Tell yourself, there will be no more toys. No more credit cards or credit, when the pandemic hits. No more ice cream. You pass advertising hoardings with the faces of smiling people, the exposed bodies of women. Tell yourself, there will be no more adverts for holidays, for insurance, no more desire for things of status. Stand back and watch the thousands drive out of the retail parks and join a traffic jam, and see them as rows of caged animals in a vast bio lab experiment. That is what they soon will be.
Your anger may shift. Perhaps you will feel a hollowness developing as you empty yourself of illusions. You may be overwhelmed with compassion or pity. These are useless feelings. Add these emotions to your list of last things. Pity will leave you and the ones you love defenceless.
Walk forgotten sidings and glimpse the future without humans, the weeds reclaiming the concrete architecture. Walk to a train station. Watch the young people, so attractive, so vital and hopeful. Tell your- self, there will be no more power lines, no more timetables. No more time to catch or kill.

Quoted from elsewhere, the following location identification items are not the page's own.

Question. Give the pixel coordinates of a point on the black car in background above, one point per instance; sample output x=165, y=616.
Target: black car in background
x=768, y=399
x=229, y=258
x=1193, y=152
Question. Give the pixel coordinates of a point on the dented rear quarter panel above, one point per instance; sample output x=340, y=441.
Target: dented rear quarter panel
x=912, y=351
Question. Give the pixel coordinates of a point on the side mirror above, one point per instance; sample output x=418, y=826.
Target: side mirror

Look at them. Sixty in the carriage, all on their smartphones, texting, playing games, making no eye contact with each other. Picture the spread of the virus in the air between them. And tell yourself, there will be no more dating apps, no more games, no more upgrades. No more memory.
Remind yourself that there are four vast conglomerates who control all news media and technology. Two of whom also fund bio-warfare laboratories.
You want to scream out what you know. Scream, save yourselves! But it is futile. No one will listen.
Today you must give up on everyone.
Walk through the city centre to the shopping precinct. Consider a world without electricity. What is the carbon imprint of six billion dead and decomposing bodies? Add ecology to your list of last things that no longer matter. Tell yourself, there will be no more recycling, no more charity.
Ask yourself why you should even try to save these people who laugh at you. They would only be competitors for the last remaining resources.
If they survive, they will take food from your children.
No democratic processes, no media revelation will change what is to come. Give up hope of that. Learn to live with your knowledge as a secret. The last thing you need is for others to know. Let the power of the secret locked inside you fuel you, like a contained explosion in a nuclear reactor.
Walk through a mall and take the elevator to the car park, go to the top floor and stand looking out at the hundreds of people far below, as small as a virus in a petri dish. Tell yourself it is too late for them – let them die in your mind. Then look out to the skyline.
You must face death now. Kill yourself and all anxiety will end. Or walk away and start your life again from zero. Turn your despair into action, but know that these millions will be against you, everyone will think you insane.
Feel the wind, hear the distant sounds of shoppers. See how easy it would be to jump. Feel that hollow expand within you. Look down and tell yourself your list of last things. There will be no more stores, no more fashions, no more buskers playing pop songs in the streets, no more traffic wardens, no more credit cards, no more special offers, no more debt.
Jump or don’t jump.
The words blurred and I turned to Dad’s face. Behind his lids his eyes were moving as if he was walking miles alone in some parallel universe. I squeezed his hand and whispered, ‘Don’t jump, Dad, please.’